So it used to be that you had stretch to include whatever little bits of DEI-connection you had in your grant applications (what's the DEI-equivalent of greenwashing?), and now the tables have turned and they're being punished for it. So much waste.

> So it used to be that you had stretch to include whatever little bits of DEI-connection you had in your grant applications (what's the DEI-equivalent of greenwashing?), and now the tables have turned and they're being punished for it.

Lesson learned: as a founding agency, you should never create incentives to introduce politics into research proposals. Instead, you should incentivize to keep politics out of them as much as possible. Otherwise, as you can see here, drama starts to kindle as soon as the prevailing political "wind direction" changes.

  • But what is political now? Isn't climate science a political issue in the US.

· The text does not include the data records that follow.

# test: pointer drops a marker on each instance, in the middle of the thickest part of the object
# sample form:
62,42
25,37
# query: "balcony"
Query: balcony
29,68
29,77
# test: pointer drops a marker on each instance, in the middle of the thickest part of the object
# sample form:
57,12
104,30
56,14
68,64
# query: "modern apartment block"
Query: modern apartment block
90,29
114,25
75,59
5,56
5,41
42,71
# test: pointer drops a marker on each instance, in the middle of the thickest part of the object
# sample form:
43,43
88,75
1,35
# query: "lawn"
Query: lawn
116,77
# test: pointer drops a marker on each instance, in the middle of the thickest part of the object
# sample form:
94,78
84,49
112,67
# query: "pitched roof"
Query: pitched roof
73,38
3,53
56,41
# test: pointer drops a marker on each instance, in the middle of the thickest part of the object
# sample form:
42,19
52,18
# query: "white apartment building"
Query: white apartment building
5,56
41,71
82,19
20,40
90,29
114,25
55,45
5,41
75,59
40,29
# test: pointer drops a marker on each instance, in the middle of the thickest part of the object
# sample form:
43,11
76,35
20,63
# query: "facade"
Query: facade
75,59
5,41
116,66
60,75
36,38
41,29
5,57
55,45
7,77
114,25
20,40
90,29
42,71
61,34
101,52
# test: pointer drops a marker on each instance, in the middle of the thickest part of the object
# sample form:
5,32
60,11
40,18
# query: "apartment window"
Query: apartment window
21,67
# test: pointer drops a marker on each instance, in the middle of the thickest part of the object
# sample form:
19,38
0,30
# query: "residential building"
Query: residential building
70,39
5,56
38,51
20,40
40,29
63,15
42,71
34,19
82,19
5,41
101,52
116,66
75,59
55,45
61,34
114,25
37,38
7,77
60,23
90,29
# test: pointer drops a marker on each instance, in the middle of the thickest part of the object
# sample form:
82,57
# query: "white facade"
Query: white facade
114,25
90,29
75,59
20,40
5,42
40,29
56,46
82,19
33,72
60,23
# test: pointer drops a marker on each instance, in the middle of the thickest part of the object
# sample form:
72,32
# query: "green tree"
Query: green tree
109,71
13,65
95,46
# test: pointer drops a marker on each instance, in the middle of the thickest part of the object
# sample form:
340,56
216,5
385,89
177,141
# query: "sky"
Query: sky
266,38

    • Since I don't live in the USA, I don't have a feeling for the current political climate [pun intended] there, so take the following remark with a grain of salt.

      But if I go by my gut feeling, I'd say that there is a difference between wanting to understand by what and how much the climate is influenced by various factors (as unpolitical as possible in this academic discipline) vs having a political stance which policy measures to take based on these insights (e.g.

      - do nothing and tolerate the possible risks

      - lobby for strongly reducing CO2 emissions

      - lobby for doing geoengineering to stop the climate change

      ). My feeling is that at least some climate scientists want to be both researchers and "politicians" for their academic discipline.